How Do States Work in NLP?
This principle is worth unpacking in more detail. When a child learns to cross a road, they notice a parent holding tightly on to their hand; they sense the fear the parent has when they are told to “Always look both ways before crossing.” This process is repeated until the parent witnesses that the child enters a similar ‘state’ before crossing – automatically looking both ways, in a focused and slightly fearful manner. The parent is then satisfied the child will be safe and the child is given their first ‘taste’ of freedom. However, at the heart of this story is also the problem of programming: the words disappear and are replaced by a state that drives our behaviour.
The same process takes place when we form erroneous beliefs based on accepting the words of an early authority figure mentioned above. For example, if we receive a negative message such as ‘Don’t show off’ a belief such as ‘Outgoing people are shameful and unlovable’ can be created. We then enter a similar process to ‘crossing the road’ which eventually leads to us to feeling bad every time an opportunity to make a connection to other people is presented. Sadly, we might then avoid these situations and lose out in numerous aspects in life.
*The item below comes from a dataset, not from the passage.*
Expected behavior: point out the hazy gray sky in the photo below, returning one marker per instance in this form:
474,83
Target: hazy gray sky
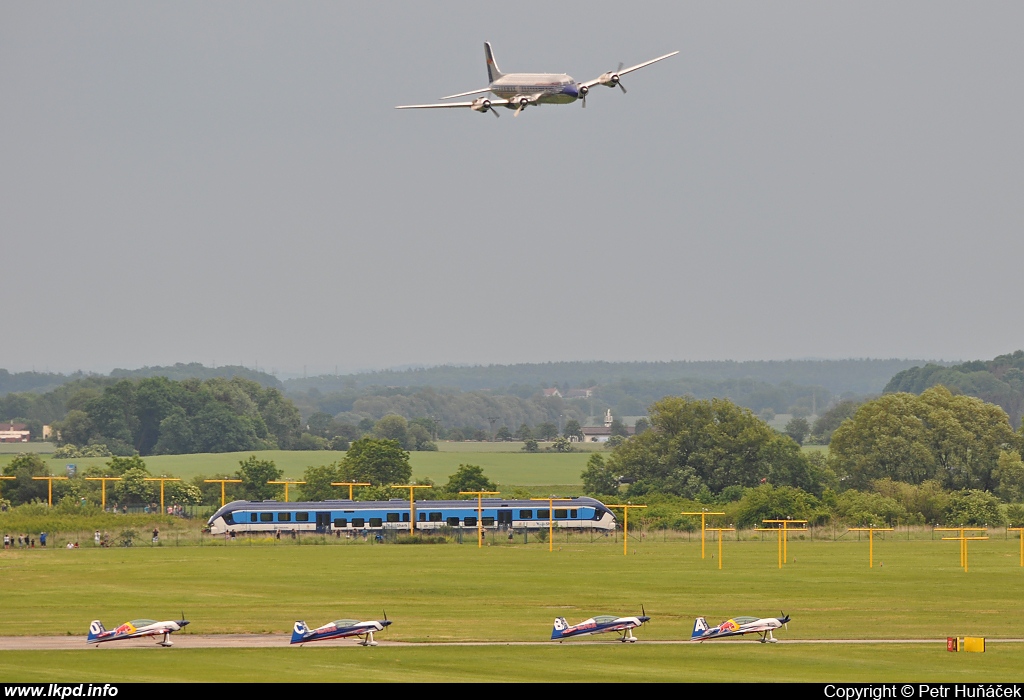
227,182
However, we do not know we are doing this – we think it is completely normal because we have taken this state (or reaction) for granted.
Why Learn NLP?
One of the main jobs of NLP has been to create a wide variety of techniques to help people discover these unhelpful programmes and reverse them. This can often transform a person’s life as they not only realise that their childhood programming is wrong, they also feel better because their state has changed. This can open opportunities for health, relationships and career that were stuck because of what is effectively a mistake in programming that created devastating consequence upon someone’s life. So often, these early ‘mistakes’ may have been fairly innocent at the time and NLP’s enduring popularity is because it works – people’s lives change for the better.